Where Powell excelled was in belying François Truffaut's dispiritingly plausible claim that there is a fundamental incompatibility between England and the cinema; half Tory, half dreamer, he could hardly have been better equipped for the task. By subtly transforming cartoonist David Low's pompous, blinkered archetype into a choleric but lovable old fogey, he made The Life and Death of Colonel Blimp (1943) almost an elegy for the British military caste, muddling through to eventual victory. Blimp's dogged progress (Roger Livesey giving the performance of a lifetime) through some exquisitely designed settings - London clubland, the War Office, a country estate, a Turkish bath, a bunkered BBC studio - abetted by his "ideal woman" (three generations of Deborah Kerr) and former foe Anton Walbrook (the theme of the Good German, present in his work from The Spy in Black to The Battle of the River Plate, would tend to surface, as with Blimp, at the most unpropitious moments) has something of the magical whimsicality of a Stanley Spencer mural. Winston Churchill tried to have the film suppressed, just as Blimp himself would have done.
But nothing, for Powell, was in its proper place unless one tripped over it. Commissioned in 1946 to make a propaganda film that might contribute to easing the then strained Anglo-American alliance, he came up with A Matter of Life and Death, in which a pilot (David Niven) falls headlong from his blazing aircraft and, despite already being booked into the hereafter, survives. Whereupon, an impassioned debate as to his destiny and, by a not entirely obvious extension, that of the two squabbling nations rages in a monochrome Heaven, the film wittily commuting between color and black-and-white. (Powell, rather like Oscar Wilde "living up" to his blue china, was one of the few filmmakers capable of rising to the occasion offered by Forties Technicolor.) And I Know Where I'm Going (1945) took a classic screwball plot - determined young woman, setting off cross-country to marry a millionaire, sees her plans happily foiled by the charm of a virile if penniless Scottish laird - to produce a wispily romantic comedy-drama bathed in Celtic Twilight.

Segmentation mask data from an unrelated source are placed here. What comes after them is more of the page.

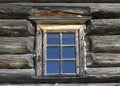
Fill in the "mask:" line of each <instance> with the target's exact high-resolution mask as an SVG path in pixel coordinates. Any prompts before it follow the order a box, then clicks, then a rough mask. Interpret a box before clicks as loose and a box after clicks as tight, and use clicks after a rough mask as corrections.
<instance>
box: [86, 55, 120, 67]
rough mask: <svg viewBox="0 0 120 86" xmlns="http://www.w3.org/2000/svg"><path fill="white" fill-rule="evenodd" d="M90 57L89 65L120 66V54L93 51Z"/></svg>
mask: <svg viewBox="0 0 120 86" xmlns="http://www.w3.org/2000/svg"><path fill="white" fill-rule="evenodd" d="M88 59H89V60H88V61H87V66H88V67H120V54H115V53H93V54H92V55H91V57H88Z"/></svg>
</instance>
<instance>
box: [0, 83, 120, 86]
mask: <svg viewBox="0 0 120 86" xmlns="http://www.w3.org/2000/svg"><path fill="white" fill-rule="evenodd" d="M0 86H120V83H68V84H65V83H53V84H52V83H49V84H46V83H45V84H43V83H41V84H0Z"/></svg>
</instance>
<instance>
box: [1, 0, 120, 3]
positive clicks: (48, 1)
mask: <svg viewBox="0 0 120 86" xmlns="http://www.w3.org/2000/svg"><path fill="white" fill-rule="evenodd" d="M21 2H22V3H23V2H35V3H54V2H55V3H119V2H120V1H119V0H109V1H108V0H100V1H98V0H74V1H73V0H50V1H48V0H0V3H21Z"/></svg>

Powell's early wartime thrillers, Contraband (1940) and One of Our Aircraft is Missing (1942) can stand comparison with British Hitchcock; the underrated Elusive Pimpernel is Richard Lester avant la lettre; and a taut little film noir about a bomb disposal expert, The Small Back Room (1948), proves that he could dispense with elaborate sets and color consultants in necessary. Only the ballet films seem to me, with the exception of The Red Shoes, unworthy of their (and his) reputation. A television viewing confirmed The Tales of Hoffmann (1951) as a ghastly travesty of a great opera; and given the feeble Ustonovian satire of Oh Rosalinda (1954), Johann Strauss updated to postwar Vienna, it should have been called Die Fledermaus That Roared. So Michael Powell, at the ripe old age of 75, is off to the States? Well look what it did for Hitchcock's career!